When Argentine Maxi Gómez poked in Celta de Vigo’s equalizer (2-2) at the Camp Nou on Saturday morning, the Catalans thought things at the top of La Liga were about to get more uncomfortable, but that was not what happened. Though the leaders ended up conceding the third draw of the campaign, and second in succession, they received unexpected gifts to increase their grip of first place.

For it, they can thank another forgettable night for Cristiano Ronaldo and Real Madrid, held to a goalless draw against Athletic Bilbao at San Mamés (0-0), and Valencia’s first loss of the season in Getafe (1-0). Los Che proved unable to exploit a man-advantage for 65 minutes, and conceded a goal shortly past the hour mark, but not every piece of news was good for Barcelona.

For instance, they lost centre-back Samuel Umtiti for the next few weeks due to injury, and watched Atletico Madrid’s Antoine Griezmann salvage a late win for his current club (2-1) against his former team, Real Sociedad. With the victory, the still-unbeaten Atletico are now 6 pts behind the leaders, 1 off Valencia’s pace and two above city-foes Real Madrid, who were caught by Sevilla (2-0 vs Deportivo) at 28 pts ahead of their clash in the Spanish capital in round 15.

Bundesliga

The opening created by Bayern Munich’s setback in round 14 vanished as quickly as it appeared after the Bavarians overcame a spirited Hannover 96 at the Allianz Arena (3-1). The defending Champions couldn’t relax until Robert Lewandowski bagged his 14th goal of the season in the 87th minute yet, in the end, these were a really good couple of days for the German giants.

It started when second-place RB Leipzig were routed 4-0 by Hoffenheim, with Bayern loanee Sèrge Gnabry netting a brace, and continued as third-place Schalke 04 surrendered a home draw to bottom-feeders FC Koln (2-2).

Following the example set forth by the competition, fourth-place Borussia Moenchengladbach also fell flat in Wolfsburg, leaving under the weight of a three-goal loss (3-0), and the other Borussia, the yellows of Dortmund, delayed their revival with another tie in a regional affair in Leverkusen (1-1).
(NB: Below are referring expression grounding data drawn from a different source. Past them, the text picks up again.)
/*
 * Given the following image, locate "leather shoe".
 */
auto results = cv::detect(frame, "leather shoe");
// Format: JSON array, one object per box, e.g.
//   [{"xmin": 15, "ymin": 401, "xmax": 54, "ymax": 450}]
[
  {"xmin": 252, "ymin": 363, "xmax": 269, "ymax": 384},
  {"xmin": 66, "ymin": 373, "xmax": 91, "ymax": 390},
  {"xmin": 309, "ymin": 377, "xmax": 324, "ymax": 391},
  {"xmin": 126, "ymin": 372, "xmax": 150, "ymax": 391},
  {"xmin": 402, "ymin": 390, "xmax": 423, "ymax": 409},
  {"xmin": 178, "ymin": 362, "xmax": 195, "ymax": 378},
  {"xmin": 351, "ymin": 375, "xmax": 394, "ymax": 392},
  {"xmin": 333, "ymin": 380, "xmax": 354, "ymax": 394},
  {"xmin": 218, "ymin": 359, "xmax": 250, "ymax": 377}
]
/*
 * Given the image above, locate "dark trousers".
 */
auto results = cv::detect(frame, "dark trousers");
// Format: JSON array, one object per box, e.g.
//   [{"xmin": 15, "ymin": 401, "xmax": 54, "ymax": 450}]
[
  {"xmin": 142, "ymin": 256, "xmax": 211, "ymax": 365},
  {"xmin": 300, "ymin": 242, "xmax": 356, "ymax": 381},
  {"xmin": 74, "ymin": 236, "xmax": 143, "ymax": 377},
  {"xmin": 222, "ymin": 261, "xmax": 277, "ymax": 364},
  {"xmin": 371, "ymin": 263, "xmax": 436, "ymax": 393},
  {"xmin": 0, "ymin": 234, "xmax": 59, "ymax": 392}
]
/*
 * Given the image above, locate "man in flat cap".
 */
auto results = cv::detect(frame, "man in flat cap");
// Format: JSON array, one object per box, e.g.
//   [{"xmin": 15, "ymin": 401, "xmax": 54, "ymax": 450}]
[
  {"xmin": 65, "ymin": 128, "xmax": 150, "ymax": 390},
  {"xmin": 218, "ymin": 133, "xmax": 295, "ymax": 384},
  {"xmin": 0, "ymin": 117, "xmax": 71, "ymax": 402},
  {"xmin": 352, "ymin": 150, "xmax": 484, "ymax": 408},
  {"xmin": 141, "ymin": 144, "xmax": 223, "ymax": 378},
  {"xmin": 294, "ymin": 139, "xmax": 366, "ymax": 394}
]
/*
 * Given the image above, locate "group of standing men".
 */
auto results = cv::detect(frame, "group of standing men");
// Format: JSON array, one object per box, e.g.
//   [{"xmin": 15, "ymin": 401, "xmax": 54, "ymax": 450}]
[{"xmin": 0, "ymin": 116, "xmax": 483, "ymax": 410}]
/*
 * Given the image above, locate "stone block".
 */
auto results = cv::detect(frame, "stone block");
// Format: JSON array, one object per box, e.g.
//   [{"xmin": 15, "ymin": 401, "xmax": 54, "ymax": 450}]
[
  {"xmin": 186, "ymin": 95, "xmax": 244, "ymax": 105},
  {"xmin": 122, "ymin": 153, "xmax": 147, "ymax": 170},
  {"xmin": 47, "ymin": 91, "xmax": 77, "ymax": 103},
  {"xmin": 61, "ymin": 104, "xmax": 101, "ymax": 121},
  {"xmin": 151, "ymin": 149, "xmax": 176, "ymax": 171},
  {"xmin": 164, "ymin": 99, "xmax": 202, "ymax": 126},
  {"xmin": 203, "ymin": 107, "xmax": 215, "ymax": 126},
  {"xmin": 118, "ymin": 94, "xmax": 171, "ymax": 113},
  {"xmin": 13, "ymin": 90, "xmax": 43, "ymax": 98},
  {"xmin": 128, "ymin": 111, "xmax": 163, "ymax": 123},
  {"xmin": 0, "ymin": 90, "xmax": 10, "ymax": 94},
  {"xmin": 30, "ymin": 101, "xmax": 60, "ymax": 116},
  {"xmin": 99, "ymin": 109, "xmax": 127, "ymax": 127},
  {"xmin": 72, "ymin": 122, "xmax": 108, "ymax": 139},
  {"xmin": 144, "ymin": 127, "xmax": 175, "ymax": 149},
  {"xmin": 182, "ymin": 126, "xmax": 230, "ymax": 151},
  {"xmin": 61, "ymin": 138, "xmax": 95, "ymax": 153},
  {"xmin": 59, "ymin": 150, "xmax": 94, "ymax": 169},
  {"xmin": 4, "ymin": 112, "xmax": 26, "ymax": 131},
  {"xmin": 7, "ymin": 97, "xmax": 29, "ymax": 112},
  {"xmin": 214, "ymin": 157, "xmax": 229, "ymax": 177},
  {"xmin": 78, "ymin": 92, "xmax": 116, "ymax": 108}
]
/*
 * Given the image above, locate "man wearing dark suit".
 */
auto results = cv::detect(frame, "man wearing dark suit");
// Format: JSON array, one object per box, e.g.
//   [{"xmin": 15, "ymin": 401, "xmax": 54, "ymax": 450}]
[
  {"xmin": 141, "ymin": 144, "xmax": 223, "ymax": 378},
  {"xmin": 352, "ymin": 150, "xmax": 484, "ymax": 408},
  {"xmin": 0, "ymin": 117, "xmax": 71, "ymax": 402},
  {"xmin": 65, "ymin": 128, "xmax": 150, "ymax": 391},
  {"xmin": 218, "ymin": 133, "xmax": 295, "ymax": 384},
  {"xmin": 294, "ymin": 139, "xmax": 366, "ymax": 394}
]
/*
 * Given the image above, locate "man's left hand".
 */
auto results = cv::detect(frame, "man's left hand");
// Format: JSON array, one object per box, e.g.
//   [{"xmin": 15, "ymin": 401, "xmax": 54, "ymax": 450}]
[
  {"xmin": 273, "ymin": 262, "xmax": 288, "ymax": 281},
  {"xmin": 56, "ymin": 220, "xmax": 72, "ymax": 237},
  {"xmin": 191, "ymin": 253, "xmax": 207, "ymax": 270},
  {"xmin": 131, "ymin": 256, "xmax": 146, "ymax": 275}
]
As a result, six points distance first and second, while the bridge between Leipzig and ninth-place Bayer Leverkusen is worth just five.

Moment of the weekend

Easiest pick in a long time, for sure.

Entering the 95th minute of their reception to AC Milan, last-place Benevento were staring the abyss of yet another defeat in the Serie A, the 15th in equal number of matches. A few seconds later, euphoria raged inside the inconspicuous Stadio Ciro Vigorito in the small city of the South of Italy, the reason being a miraculous last-gasp equalizer by the most implausible of all sources, goalkeeper Alberto Brignoli.

The minnows had to wait a long time for their first ever top-flight point, but there’s simply no way anyone could have written a better script than Brignoli’s sensational diving header in the cusp of the final whistle. It was an unforgettable moment for the people of Benevento, and for a club whose stay amongst Italy’s best will, more than likely, be a short one.